Alternatively, you’ll need a multi-armed bandit algorithm to test several competing ideas where you have no clear preference.

I think that the most important thinking around experimentation happens at the stage where you are writing and defining your hypothesis and how you’ll design the experiment—working out what metrics you will use, what type of test you will run, and what you expect to learn from running the test. This design activity requires that the inputs (the data, research, insights, range of inspection, and discovery methods you have) are all good quality. Otherwise, it’s garbage in, garbage out.
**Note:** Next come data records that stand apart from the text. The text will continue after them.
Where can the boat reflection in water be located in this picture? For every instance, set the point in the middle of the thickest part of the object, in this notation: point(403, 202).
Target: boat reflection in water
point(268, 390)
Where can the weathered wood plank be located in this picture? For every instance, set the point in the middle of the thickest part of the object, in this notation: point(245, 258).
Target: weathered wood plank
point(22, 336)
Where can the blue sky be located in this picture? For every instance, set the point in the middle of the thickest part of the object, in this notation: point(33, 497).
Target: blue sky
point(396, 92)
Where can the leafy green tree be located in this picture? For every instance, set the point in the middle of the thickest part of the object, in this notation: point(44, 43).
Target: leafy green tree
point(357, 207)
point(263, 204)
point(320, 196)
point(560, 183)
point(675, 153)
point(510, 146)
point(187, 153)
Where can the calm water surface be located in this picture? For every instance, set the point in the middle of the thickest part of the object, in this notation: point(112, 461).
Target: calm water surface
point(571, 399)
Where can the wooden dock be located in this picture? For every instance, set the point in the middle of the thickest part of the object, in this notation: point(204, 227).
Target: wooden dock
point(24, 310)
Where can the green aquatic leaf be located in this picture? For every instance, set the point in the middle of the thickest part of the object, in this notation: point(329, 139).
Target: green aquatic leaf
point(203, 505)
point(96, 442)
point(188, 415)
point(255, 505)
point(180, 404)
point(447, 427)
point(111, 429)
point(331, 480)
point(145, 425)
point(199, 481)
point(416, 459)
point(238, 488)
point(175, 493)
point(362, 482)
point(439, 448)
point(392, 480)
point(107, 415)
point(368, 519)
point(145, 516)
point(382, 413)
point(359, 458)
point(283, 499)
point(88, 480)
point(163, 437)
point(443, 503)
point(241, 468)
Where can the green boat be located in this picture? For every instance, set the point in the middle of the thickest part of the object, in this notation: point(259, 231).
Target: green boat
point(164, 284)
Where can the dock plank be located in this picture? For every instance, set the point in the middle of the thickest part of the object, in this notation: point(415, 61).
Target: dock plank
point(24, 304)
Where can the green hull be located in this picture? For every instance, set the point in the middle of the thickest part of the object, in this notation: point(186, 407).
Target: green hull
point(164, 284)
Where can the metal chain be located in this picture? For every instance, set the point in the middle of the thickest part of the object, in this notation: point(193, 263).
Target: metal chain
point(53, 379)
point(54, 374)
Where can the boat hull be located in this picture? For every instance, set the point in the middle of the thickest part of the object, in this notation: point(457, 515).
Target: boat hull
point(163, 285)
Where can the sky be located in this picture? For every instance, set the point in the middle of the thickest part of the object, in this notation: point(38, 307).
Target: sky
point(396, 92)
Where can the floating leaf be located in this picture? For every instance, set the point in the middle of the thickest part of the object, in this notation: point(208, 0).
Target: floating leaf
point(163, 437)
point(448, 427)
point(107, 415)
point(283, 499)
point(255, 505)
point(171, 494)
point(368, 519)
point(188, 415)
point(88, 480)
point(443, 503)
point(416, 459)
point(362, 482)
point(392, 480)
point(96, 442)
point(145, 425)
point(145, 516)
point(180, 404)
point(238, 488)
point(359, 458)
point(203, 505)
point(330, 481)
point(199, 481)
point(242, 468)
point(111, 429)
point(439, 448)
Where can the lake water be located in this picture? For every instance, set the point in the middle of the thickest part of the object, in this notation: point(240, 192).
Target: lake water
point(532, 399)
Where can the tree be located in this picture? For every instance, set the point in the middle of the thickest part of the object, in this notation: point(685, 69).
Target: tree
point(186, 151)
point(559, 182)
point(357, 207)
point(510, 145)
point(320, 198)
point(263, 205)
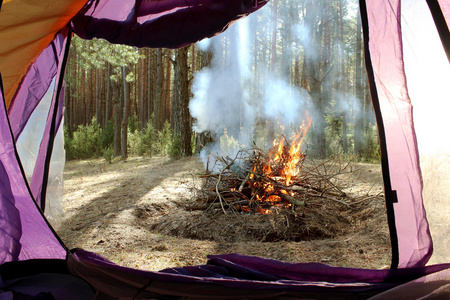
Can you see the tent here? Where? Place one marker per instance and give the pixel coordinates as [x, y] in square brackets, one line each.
[35, 263]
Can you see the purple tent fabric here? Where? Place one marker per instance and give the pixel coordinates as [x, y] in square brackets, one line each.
[411, 240]
[35, 84]
[24, 232]
[54, 118]
[160, 24]
[26, 235]
[237, 276]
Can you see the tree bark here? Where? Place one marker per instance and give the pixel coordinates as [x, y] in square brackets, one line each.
[158, 98]
[181, 99]
[117, 118]
[359, 122]
[126, 111]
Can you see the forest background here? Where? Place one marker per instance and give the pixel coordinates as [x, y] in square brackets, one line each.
[289, 59]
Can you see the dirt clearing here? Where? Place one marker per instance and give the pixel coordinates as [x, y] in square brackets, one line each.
[137, 213]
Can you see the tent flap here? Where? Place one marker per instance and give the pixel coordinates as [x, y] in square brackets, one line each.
[160, 24]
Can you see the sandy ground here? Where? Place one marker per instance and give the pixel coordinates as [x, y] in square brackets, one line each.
[116, 210]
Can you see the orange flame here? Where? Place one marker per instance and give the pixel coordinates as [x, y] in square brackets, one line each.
[282, 165]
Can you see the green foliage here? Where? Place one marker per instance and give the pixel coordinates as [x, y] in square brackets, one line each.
[86, 142]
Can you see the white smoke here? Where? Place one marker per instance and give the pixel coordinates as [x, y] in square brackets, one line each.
[225, 101]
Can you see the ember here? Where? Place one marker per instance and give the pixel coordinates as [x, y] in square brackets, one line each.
[264, 182]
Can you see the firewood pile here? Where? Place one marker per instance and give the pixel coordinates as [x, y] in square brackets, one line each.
[255, 181]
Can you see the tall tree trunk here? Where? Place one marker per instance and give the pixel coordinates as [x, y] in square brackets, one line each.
[167, 112]
[359, 122]
[182, 117]
[126, 112]
[67, 111]
[98, 101]
[108, 96]
[158, 98]
[315, 79]
[150, 88]
[142, 82]
[117, 118]
[204, 138]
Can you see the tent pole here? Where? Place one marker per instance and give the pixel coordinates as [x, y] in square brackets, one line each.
[390, 195]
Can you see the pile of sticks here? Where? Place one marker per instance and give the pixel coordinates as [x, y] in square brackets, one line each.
[252, 182]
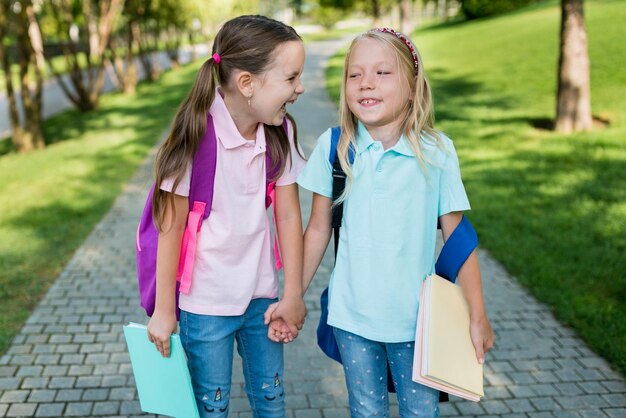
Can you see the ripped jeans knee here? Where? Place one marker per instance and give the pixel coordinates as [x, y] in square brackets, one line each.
[214, 403]
[269, 397]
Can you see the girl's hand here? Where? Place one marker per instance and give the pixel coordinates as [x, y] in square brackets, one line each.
[482, 336]
[160, 327]
[278, 331]
[291, 310]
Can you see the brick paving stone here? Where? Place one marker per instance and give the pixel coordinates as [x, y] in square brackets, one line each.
[42, 395]
[592, 413]
[69, 395]
[14, 396]
[616, 412]
[35, 383]
[78, 409]
[21, 410]
[105, 408]
[50, 410]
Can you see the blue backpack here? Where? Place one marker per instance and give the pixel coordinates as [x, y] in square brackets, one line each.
[200, 203]
[455, 251]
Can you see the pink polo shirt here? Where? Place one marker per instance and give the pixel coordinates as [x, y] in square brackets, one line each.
[234, 257]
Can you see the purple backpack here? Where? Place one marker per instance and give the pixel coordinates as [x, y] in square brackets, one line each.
[200, 203]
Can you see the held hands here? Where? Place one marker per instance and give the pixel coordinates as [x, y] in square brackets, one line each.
[285, 319]
[160, 327]
[482, 336]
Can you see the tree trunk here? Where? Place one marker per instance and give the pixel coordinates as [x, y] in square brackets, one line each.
[28, 135]
[86, 84]
[573, 110]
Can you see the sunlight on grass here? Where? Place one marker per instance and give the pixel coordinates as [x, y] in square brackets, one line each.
[51, 199]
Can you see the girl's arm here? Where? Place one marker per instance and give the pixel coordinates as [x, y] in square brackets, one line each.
[289, 228]
[316, 237]
[163, 321]
[469, 278]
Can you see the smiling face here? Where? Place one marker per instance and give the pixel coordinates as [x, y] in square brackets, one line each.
[376, 90]
[280, 84]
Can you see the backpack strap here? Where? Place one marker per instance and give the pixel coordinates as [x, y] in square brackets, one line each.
[456, 250]
[270, 195]
[201, 189]
[339, 182]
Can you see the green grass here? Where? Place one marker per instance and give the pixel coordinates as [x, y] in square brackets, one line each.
[51, 199]
[550, 207]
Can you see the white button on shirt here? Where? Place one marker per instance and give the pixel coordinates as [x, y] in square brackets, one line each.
[234, 259]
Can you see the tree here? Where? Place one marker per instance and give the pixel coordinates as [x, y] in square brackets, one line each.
[573, 110]
[18, 18]
[95, 19]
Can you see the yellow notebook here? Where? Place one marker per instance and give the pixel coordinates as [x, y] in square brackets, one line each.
[444, 357]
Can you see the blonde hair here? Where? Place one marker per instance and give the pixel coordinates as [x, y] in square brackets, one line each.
[418, 114]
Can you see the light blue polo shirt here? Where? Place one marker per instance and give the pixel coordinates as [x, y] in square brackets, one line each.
[387, 239]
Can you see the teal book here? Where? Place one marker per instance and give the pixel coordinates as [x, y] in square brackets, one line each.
[163, 383]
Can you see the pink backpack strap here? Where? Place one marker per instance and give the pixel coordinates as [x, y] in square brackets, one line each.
[188, 247]
[269, 200]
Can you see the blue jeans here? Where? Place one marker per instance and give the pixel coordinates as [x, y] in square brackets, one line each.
[209, 341]
[365, 366]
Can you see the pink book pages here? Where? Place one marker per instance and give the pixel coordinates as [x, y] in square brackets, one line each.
[417, 362]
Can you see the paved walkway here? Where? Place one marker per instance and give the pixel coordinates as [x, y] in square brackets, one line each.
[70, 358]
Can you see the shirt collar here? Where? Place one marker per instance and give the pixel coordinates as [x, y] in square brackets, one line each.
[364, 140]
[225, 128]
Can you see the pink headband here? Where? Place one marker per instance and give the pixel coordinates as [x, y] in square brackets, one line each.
[404, 39]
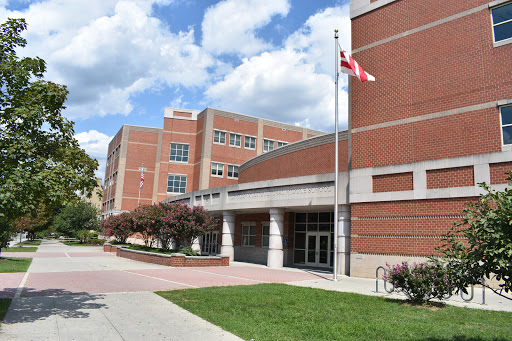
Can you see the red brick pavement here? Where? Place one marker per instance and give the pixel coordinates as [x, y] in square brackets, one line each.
[9, 282]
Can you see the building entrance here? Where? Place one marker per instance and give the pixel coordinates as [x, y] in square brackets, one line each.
[318, 249]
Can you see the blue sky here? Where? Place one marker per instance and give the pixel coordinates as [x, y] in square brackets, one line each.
[124, 61]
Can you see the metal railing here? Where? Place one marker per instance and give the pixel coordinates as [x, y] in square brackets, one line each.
[472, 290]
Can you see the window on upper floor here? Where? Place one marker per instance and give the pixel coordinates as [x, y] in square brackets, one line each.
[219, 137]
[235, 140]
[265, 235]
[502, 22]
[217, 169]
[179, 152]
[506, 124]
[232, 171]
[248, 234]
[268, 145]
[176, 183]
[250, 142]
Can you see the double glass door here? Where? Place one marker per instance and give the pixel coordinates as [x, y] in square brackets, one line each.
[318, 249]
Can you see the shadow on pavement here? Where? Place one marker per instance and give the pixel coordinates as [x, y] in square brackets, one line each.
[41, 304]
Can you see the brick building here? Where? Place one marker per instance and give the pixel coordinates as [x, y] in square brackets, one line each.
[437, 121]
[193, 151]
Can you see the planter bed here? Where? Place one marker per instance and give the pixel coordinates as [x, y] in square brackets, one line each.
[174, 259]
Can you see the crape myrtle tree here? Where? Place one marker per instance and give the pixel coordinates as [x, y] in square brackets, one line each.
[480, 245]
[40, 161]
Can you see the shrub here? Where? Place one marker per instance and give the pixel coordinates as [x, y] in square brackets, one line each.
[421, 282]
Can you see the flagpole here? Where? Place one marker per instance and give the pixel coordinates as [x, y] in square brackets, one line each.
[140, 187]
[335, 262]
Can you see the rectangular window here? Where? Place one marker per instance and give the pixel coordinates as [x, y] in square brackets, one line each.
[268, 145]
[176, 183]
[506, 124]
[219, 137]
[179, 152]
[233, 171]
[217, 169]
[250, 142]
[235, 140]
[265, 234]
[502, 22]
[248, 235]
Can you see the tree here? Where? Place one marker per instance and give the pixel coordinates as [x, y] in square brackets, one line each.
[480, 245]
[77, 219]
[40, 161]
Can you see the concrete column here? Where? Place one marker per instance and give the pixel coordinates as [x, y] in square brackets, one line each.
[275, 242]
[344, 240]
[228, 234]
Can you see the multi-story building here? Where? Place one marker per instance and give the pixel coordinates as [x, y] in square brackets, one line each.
[436, 122]
[193, 151]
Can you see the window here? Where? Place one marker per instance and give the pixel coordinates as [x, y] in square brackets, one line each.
[176, 183]
[235, 140]
[217, 169]
[250, 142]
[502, 22]
[506, 124]
[219, 137]
[233, 171]
[179, 152]
[265, 234]
[248, 234]
[268, 145]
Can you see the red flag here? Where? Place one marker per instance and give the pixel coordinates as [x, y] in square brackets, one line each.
[350, 67]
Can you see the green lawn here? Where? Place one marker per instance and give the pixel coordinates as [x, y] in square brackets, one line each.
[4, 305]
[14, 264]
[284, 312]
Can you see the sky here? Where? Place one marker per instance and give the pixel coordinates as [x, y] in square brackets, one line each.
[124, 61]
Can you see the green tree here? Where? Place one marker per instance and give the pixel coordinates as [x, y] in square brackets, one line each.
[480, 245]
[40, 161]
[77, 219]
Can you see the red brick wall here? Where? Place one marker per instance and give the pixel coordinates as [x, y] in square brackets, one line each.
[403, 227]
[498, 170]
[316, 160]
[392, 182]
[427, 74]
[450, 177]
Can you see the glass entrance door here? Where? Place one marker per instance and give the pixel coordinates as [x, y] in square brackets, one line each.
[318, 249]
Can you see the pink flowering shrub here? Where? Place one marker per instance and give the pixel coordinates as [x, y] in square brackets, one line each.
[421, 282]
[119, 226]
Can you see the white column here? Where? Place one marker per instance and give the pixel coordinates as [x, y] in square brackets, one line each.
[228, 234]
[275, 242]
[344, 240]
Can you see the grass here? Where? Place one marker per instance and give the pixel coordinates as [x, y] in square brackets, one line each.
[4, 305]
[284, 312]
[8, 264]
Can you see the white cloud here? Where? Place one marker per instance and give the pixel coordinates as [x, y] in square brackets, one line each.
[108, 51]
[294, 84]
[229, 26]
[96, 145]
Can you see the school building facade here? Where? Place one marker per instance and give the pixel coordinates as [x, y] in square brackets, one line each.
[436, 122]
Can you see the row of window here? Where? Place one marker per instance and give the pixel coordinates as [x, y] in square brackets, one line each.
[249, 234]
[114, 155]
[218, 170]
[235, 140]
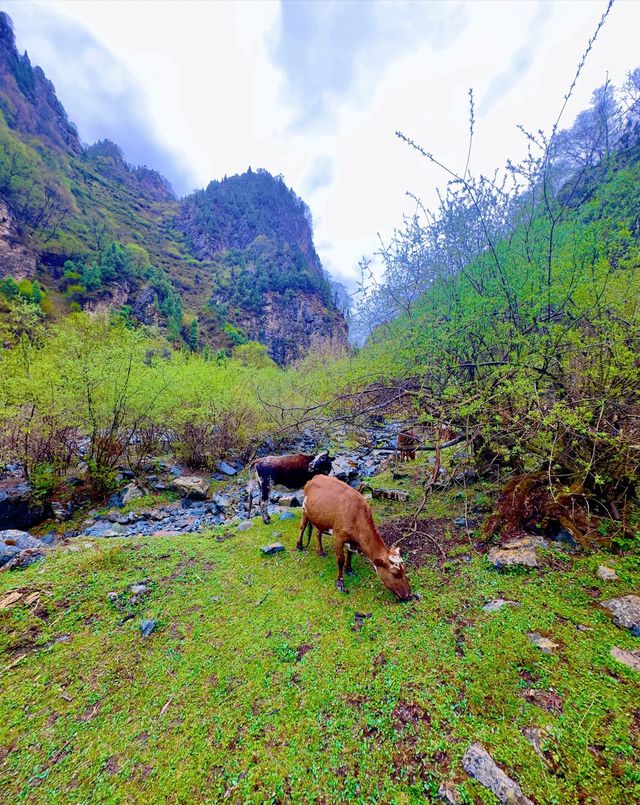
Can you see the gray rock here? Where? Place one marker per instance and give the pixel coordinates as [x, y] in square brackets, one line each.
[629, 658]
[625, 612]
[191, 487]
[290, 501]
[19, 549]
[498, 603]
[520, 552]
[543, 643]
[129, 493]
[222, 501]
[18, 507]
[390, 494]
[447, 793]
[104, 531]
[275, 547]
[478, 763]
[59, 511]
[344, 468]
The best way to narrow down a large number of test possibilities is to concentrate on identifying, understanding, and then focusing on solving customer or business problems—the stuff that drives value.

AI can also be used in test variants. Let’s consider an example of a business problem for a furniture store. Product artwork is expensive. It requires photographers to take photos of the furniture in a mocked-up room. So, you run an A/B test to remove this “lifestyle” imagery on product pages to measure the impact. You find it harms conversion, but now you can weigh up the cost vs. benefit argument for photography. After discussing the “value” the photos provide, your team runs two follow-up tests. One using imagery ONLY on the top 250 products, and the second experiment using AI-generated product artwork instead of photos. After we run the second test, we will have the information to make an informed decision.

Alongside your “Legend of Experimentation” title, you’re famous for your after-conference DJ sets. Can you tell us what disco edits are and share some of your favorites?

DJ edits and remixes of music tracks have been around for ages, but the Disco Edits movement is specifically about taking classic old disco records and tweaking them into bangers that are great to dance to. I’ve learned that old-school stuff mixed with newer beats provides recognizable hooks for everyone. Only some people know the originals, but everybody enjoys dancing to the new mix. If you’re looking for a history of Disco Edits, give this a read.